Not sure if they have the chainsaw or not. Getting carbide chains may be iffy in those weird little chain sizes?

I've been on the lookout for a battery saw that I already have batteries for (or can adapt over to), but either price or push-oiler single-stud-bar crappiness has scared me off of every candidate on the market right now. The strongest contenders are AEG's 18v AEG-branded saw and TTI's 18v Milwaukee-branded 16" one, I guess. They both have automatic (nonadjustable) oilers and two bar studs, at least.

If I was already on the flexvolt battery platform, I'd be looking hard at their stuff.

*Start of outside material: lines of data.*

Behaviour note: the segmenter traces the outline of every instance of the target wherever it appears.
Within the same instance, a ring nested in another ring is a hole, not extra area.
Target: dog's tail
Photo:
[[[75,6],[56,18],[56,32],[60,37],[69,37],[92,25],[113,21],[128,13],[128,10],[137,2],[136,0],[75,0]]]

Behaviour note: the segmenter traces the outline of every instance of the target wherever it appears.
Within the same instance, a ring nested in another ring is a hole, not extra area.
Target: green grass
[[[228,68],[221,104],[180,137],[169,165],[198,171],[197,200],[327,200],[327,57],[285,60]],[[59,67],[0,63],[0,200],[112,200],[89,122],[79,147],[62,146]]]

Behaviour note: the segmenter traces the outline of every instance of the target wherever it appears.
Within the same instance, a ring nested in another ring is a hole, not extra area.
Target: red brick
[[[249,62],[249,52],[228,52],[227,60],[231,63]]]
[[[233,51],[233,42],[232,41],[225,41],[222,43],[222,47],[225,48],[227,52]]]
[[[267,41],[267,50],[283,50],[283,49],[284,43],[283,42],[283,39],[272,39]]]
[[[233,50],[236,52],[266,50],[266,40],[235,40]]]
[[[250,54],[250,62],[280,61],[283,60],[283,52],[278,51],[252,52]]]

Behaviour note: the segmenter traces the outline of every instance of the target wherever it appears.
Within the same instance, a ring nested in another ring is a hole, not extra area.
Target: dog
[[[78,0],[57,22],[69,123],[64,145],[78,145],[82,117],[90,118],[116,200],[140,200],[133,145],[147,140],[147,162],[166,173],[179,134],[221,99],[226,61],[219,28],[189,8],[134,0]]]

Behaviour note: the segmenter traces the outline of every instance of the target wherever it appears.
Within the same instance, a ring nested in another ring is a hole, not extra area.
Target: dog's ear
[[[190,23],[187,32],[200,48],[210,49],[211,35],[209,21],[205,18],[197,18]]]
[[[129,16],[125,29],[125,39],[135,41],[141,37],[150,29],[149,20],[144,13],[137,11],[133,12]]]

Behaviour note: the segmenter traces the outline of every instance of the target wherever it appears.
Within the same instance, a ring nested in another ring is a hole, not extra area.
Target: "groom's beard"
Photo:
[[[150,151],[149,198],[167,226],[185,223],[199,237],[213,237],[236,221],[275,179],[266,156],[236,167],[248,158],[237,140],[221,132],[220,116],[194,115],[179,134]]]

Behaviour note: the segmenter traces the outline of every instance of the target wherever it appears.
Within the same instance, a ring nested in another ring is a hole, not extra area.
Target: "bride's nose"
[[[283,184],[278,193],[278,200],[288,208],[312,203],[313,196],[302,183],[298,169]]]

I have the same things holding me back, plus it would be hard to justify another saw when I have three working ones and one dead one!
 
I have an ego battery leaf blower and just yesterday almost bought an ego chain saw for 100$ on eBay. I decided not too after thinking how convenience will probably mean I will use it more often without appropriate PPE. “Oh I just have these two little limbs let me get the battery saw out real quick”. Leaving all the PPE behind because before I’d just grab the hand saw. Not to mention the chain gauge was different than my other 3/8 LP saw. You still have top up the bar oil cause you know it leaked all out since the last quick job. So the only difference is some two cycle gas.
My argument is totally different if I/you/someone else doesn’t have any other 2 cycle equipment. Battery all the way baby.
I am going to buy a half decent hand pruning saw and stop looking at battery chainsaws. Now battery reciprocal
saws for little jobs are great. That's what I use if a piece of firewood is too long.